At the Elysée were a number of Sarkozy’s gang of advisers, whom Carla once likened to a comedy team on French TV in the 80s. They were banished under Cecilia, made a comeback when she left, and now seem on the verge of being downgraded again. The day before the reception, Le Figaro had reported that only senior advisers of important departments would be present from now on at the 8:30 meetings. But would they stay on message? Is there a message? Like Obama, every time Sarkozy attempts to change or reform, he gets hit with a noisy and determined opposition. Even if most of the French back the recent law prohibiting women from wearing burkas, for example, the ban may be unconstitutional, and it has further alienated a restive population of Muslim immigrants, many of whom can’t find work and live in poverty in public-housing projects. When the Paris airports were closed because of Iceland’s volcanic ash, Sarkozy, who is constantly put down for micro-managing, was criticized for having his ministers handle the situation.

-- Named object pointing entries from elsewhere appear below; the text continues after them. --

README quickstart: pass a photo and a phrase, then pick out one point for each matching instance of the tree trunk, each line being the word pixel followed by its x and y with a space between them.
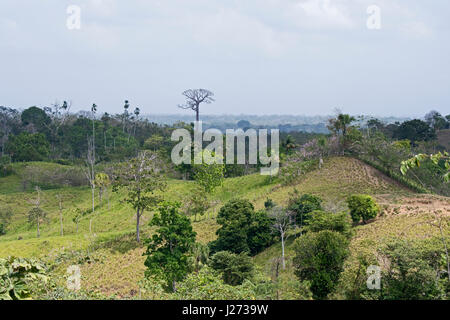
pixel 60 220
pixel 93 199
pixel 138 216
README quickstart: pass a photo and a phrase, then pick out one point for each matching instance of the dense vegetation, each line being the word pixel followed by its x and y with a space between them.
pixel 101 192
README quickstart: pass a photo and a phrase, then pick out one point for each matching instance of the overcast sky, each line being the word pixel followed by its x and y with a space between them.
pixel 257 56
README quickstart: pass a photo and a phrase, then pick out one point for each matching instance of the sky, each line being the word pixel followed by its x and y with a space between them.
pixel 303 57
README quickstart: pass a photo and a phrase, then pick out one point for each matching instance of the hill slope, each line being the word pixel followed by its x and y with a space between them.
pixel 113 245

Mitterrand had his own way of dealing with the unpleasant spread of rumors. In 1993, it was revealed that from 1982 to 1986 he had had the police set up an anti-terror cell, secretly run at the highest levels of government, to tap the phones of 5,000 media and political types who knew the code and could pose problems for him, especially about the existence of his second family. Today we have unsubstantiated tweets and blogs that can get the flimsiest gossip to rock the ship of state. In other words, it’s impossible to hide Gengi these days.
correction: An earlier version of this article has been revised to reflect the following editorial errors:
François Mitterrand’s funeral took place in 1996, not 1994. And it was inaccurate to say that Carla Bruni “reportedly had to show the president all the nude pictures of herself on the Internet once they were engaged.” Rather, she told Maureen Orth in a 2008 interview that she had shown the president nude pictures of herself on the Internet.
The article has also been revised to reflect the following:
Rachida Dati is the mayor of one of Paris’s 20 arrondissements, not one of its seven districts, and serves in the European parliament in Strasbourg, not Luxembourg. The midterm regional elections in March were a disaster for President Sarkozy’s center-right party, not his center-right coalition.